In the Veterans’ Digital Needs Study, we surveyed 1,607 UK Armed Forces veterans to understand their digital access, digital barriers and digital needs. The findings show that digital exclusion is not simply about whether someone owns a smartphone or can connect to the internet. Many veterans had access to devices and described themselves as confident using digital technologies, but still reported cost barriers, data limits, privacy concerns and difficulties using online services.
What we found
Among respondents, 41.7% reported digital exclusion. This was measured by asking veterans whether they had ever felt excluded or disadvantaged because of a lack of digital access or skills. Those answering “yes, often” or “yes, occasionally” were classified as digitally excluded.

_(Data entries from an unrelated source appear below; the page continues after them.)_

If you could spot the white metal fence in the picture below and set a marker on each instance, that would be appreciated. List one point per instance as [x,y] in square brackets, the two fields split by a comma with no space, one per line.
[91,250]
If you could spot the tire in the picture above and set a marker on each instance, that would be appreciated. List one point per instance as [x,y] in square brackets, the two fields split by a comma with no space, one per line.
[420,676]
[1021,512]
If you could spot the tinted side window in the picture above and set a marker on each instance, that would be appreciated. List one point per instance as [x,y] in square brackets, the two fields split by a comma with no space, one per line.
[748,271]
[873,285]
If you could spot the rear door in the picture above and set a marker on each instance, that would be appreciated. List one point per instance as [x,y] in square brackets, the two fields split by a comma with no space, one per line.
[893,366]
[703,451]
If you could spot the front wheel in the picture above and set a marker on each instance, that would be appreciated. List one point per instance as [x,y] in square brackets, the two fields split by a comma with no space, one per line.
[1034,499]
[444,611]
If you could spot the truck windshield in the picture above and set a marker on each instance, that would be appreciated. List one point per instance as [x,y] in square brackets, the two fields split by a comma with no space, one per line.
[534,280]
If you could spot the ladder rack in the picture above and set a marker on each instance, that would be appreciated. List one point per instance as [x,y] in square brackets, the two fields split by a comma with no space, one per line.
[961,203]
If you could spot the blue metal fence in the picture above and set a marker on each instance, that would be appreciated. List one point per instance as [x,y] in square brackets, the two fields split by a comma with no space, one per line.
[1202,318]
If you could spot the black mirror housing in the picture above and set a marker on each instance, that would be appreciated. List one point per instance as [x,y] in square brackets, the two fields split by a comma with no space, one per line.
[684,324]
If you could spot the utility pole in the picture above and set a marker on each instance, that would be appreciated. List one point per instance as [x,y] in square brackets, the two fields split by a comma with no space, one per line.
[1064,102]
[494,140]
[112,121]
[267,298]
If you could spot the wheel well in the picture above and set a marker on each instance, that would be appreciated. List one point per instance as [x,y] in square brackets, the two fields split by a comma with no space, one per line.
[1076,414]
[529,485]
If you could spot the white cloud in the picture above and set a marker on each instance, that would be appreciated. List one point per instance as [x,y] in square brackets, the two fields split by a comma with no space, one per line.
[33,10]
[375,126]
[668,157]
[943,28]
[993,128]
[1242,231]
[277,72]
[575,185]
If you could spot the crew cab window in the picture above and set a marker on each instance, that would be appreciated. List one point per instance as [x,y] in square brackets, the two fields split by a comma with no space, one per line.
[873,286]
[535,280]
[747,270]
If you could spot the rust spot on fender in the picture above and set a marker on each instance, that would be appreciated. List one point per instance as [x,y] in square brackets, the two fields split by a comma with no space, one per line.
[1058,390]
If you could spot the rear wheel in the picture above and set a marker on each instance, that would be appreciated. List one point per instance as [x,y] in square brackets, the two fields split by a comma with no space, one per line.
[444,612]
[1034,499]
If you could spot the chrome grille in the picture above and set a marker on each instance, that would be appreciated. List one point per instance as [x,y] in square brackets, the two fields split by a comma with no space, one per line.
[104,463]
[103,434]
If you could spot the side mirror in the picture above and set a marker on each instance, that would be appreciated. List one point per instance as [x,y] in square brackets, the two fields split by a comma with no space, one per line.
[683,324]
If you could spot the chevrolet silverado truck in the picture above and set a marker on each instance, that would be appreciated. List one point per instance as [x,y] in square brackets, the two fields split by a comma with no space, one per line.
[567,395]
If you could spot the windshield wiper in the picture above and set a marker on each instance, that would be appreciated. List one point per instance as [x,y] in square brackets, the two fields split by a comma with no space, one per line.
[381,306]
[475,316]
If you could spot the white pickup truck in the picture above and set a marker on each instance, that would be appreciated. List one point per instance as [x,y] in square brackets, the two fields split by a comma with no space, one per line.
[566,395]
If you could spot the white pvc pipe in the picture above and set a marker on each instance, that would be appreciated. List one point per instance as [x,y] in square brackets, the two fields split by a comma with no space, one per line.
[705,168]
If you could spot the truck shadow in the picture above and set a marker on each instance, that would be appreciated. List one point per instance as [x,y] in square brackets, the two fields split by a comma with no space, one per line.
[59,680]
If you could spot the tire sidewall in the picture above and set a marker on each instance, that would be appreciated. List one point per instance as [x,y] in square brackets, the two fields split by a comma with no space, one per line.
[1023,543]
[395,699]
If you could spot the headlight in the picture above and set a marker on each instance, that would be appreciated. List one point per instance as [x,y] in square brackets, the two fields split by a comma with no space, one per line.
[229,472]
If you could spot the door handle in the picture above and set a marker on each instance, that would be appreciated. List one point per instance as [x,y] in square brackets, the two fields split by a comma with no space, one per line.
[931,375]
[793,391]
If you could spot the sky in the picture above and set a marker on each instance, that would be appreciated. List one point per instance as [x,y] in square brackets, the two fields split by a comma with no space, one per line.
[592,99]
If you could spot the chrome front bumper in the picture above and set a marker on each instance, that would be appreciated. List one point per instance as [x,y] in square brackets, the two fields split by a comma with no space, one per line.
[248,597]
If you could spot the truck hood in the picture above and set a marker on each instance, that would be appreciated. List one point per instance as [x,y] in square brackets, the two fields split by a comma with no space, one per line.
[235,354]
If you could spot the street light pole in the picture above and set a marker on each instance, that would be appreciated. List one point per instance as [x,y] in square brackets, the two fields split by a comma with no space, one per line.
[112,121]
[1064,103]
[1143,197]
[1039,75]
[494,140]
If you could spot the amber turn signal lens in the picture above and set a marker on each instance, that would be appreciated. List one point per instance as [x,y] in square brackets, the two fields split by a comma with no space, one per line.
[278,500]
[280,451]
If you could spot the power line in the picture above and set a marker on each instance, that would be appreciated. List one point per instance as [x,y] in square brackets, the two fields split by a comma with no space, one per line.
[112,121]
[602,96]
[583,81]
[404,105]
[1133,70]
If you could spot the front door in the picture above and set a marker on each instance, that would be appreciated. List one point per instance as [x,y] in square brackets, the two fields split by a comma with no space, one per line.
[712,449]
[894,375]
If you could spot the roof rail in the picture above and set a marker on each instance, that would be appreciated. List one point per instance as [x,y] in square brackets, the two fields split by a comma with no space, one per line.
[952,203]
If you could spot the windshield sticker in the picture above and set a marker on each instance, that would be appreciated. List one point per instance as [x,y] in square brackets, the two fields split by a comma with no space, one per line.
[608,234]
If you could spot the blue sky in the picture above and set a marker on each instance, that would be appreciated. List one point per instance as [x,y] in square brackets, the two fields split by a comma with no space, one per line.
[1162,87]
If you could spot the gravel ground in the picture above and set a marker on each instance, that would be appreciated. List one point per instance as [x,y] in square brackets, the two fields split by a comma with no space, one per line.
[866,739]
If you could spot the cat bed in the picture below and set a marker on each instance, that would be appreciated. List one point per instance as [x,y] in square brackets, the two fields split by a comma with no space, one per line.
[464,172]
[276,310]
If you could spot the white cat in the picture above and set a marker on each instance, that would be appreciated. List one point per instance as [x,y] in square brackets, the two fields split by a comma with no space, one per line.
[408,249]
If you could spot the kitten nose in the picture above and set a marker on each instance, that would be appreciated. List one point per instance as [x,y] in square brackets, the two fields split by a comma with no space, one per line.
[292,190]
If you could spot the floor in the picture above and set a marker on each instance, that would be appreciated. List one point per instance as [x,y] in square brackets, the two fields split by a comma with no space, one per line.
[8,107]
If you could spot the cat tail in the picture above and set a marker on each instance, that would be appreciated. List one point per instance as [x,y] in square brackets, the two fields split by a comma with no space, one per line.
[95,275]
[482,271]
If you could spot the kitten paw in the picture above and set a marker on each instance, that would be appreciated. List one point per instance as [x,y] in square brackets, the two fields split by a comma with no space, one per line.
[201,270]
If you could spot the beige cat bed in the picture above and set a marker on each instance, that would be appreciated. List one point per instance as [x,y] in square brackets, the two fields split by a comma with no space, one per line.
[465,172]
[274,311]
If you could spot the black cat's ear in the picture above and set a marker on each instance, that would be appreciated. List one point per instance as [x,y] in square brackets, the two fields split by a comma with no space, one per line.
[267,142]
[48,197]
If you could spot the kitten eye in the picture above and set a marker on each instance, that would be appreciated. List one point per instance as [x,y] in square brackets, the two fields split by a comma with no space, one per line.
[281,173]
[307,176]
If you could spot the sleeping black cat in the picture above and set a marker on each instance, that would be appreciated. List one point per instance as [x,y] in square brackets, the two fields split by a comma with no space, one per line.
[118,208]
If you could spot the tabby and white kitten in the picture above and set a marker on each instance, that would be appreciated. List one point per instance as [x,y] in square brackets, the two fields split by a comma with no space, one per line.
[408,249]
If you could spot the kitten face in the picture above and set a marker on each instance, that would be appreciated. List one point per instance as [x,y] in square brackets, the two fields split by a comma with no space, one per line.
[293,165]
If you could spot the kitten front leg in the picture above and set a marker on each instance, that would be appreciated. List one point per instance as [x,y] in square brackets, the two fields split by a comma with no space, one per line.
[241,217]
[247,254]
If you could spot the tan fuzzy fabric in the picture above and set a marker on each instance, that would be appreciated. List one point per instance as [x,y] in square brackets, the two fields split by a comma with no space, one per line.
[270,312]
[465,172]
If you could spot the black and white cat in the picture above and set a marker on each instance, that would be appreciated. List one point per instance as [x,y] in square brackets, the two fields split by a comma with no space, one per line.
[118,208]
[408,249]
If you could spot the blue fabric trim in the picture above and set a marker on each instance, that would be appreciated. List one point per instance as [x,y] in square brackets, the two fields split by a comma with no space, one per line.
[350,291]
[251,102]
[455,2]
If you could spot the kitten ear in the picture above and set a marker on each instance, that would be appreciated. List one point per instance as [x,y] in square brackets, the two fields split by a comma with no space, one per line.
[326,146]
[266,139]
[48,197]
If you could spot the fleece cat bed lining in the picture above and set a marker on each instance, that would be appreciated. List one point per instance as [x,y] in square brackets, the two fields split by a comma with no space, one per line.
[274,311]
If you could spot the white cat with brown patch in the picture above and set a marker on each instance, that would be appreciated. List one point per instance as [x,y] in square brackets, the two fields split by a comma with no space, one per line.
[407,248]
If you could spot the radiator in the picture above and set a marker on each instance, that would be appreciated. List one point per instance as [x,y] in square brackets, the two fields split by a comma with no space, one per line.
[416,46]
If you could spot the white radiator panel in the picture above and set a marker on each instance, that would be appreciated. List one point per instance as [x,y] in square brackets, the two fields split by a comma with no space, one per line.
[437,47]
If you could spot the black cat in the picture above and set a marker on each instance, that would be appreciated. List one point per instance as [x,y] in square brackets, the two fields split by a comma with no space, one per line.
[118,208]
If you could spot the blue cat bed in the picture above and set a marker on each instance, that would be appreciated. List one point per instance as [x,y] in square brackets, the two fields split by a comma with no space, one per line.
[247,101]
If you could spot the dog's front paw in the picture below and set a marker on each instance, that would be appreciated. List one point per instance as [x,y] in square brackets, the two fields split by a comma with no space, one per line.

This is notable because the survey was completed online. Veterans with the most severe digital exclusion, including those without internet access or those unable to complete an online questionnaire, are likely to be under-represented. The findings therefore suggest that digital exclusion is present even among veterans who are already online.
| Finding | Result |
|---|---|
| Veterans included in the descriptive sample | 1,607 |
| Reported digital exclusion | 41.7% |
| Reported a cost barrier | 60.2% |
| Sometimes or often ran out of phone data or minutes | 57.7% |
| Accessed healthcare services online in the past year | 52.2% |
| Accessed government or public services online in the past year | 48.7% |
| Experienced difficulties using digital platforms for essential services | 26.3% |
The findings challenge a narrow understanding of digital exclusion. A veteran may own a smartphone, have internet access and still be digitally excluded if they cannot afford enough data, cannot complete online forms, are worried about privacy, or feel unable to use digital systems when anxious, depressed or isolated.
Digital exclusion was linked to poorer mental health and loneliness
We also examined whether self-reported digital exclusion was associated with probable depression, probable anxiety and probable loneliness. After accounting for a range of factors, those who reported digital exclusion had higher odds of screening positive for depression, anxiety and loneliness.
| Outcome | Adjusted association among digitally excluded veterans |
|---|---|
| Probable depression | 38% higher odds |
| Probable anxiety | 63% higher odds |
| Probable loneliness | 85% higher odds |
These findings do not prove that digital exclusion causes poorer mental health. The study was cross-sectional, so the relationship could work in both directions. Poor mental health may make it harder to engage with digital systems, while digital exclusion may also make it harder to access support, maintain social connection or complete essential tasks.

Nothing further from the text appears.